Hocamızın bu konuşması televizyonlarda da yayınlanıyordu. Hocamızın bu konuşması bittikten sonra kalabalıktan bazı insanlar hocamıza yaklaşmaya çalışıyordu ve izdiham yaşanıyordu. Tesettürlü bir Bayan Hocamıza itirazvari bir şeyler söylemek istiyordu, ancak Hocamız eliyle o konuşan bayanın ağzını kapatarak konuşmasına ve fitne çıkarıp ortamı karıştırmasına fırsat vermiyordu.
Tevili:
Ülkemizde ve bölgemizde yaşanacak sıkıntılı süreçler ve talihli değişimler sonucu Adil Düzen hâkimiyetinin ve Milli Görüş Hükümetinin ilan edileceği tarihi konuşmayı, Aziz Hocamızın temsilcisi ve takipçisi bir şahsiyet yapacak; ama herkes Erbakanı hatırlayıp hayret ve hürmetle anacak.
Bu sevinçli ve şerefli gelişmelerde ve tarihi şölende Milli Çözüm Ekibi inşallah önemli bir rol oynadı ve oynayacak. Türkiyeyi parçalama planları boşa çıkarılacak ve bu hıyanetin solcu-sağcı figüranları gibi İslamcı taşeronları da pişman ve perişan olacak. Şanlı bayrağımız ve bağımsızlığımız kıyamete kadar korunacak..
En doğrusunu Allah C.C. bilir. Bize düşen Onun vaadine ve Kuranın haberlerine iman ve itimat etmek ve sorumluluklarımızı yüklenmektir.

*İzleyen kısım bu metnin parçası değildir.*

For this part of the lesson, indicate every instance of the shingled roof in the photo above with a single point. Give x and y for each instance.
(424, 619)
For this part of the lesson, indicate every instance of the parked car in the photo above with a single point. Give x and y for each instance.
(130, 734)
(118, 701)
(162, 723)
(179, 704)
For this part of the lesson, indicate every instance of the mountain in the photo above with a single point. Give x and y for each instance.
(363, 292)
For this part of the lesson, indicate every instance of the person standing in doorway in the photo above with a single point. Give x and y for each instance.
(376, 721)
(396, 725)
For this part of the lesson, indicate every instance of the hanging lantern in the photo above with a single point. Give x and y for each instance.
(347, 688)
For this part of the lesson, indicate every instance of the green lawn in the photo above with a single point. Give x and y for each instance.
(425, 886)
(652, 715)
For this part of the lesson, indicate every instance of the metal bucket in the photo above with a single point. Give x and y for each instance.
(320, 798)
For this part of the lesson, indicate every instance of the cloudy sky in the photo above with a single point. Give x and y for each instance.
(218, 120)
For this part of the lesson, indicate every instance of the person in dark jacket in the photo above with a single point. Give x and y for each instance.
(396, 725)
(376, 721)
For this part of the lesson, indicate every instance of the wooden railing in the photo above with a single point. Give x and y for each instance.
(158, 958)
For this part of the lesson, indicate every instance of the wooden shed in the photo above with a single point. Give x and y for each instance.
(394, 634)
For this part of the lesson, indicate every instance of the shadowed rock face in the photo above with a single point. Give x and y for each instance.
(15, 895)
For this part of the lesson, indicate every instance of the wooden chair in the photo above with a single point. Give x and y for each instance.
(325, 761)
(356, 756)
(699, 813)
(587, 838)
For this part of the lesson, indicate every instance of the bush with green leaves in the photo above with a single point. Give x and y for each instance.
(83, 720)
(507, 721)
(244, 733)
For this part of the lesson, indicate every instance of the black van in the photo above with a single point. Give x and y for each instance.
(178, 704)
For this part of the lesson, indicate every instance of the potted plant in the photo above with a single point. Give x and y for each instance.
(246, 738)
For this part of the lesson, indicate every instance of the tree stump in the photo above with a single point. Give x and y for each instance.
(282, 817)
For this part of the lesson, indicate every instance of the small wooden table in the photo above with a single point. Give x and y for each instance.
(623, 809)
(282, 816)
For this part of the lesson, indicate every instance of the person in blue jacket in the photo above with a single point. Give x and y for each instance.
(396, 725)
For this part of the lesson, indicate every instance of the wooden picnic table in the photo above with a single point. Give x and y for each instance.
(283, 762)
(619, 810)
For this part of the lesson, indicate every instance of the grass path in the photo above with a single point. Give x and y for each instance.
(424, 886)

YAKUP GÖZÜBÜYÜKÜN RÜYASI (Temmuz 2012 İSTANBUL)
Rüyamda; Ahmet Hocamı davet edeyim de, şöyle Marmara bölgesinde tebliğ amaçlı gezelim diye düşünürken, birden Ahmet Hocamın programı nedeniyle Konya'da oluyorum. O sırada Ahmet Hocam diyor ki: Elazığ'a gelin! Ben de o an içimden iyi, o zaman Elazığ ve civarında gezeriz Malatyaya falan gideriz diye geçiriyorum.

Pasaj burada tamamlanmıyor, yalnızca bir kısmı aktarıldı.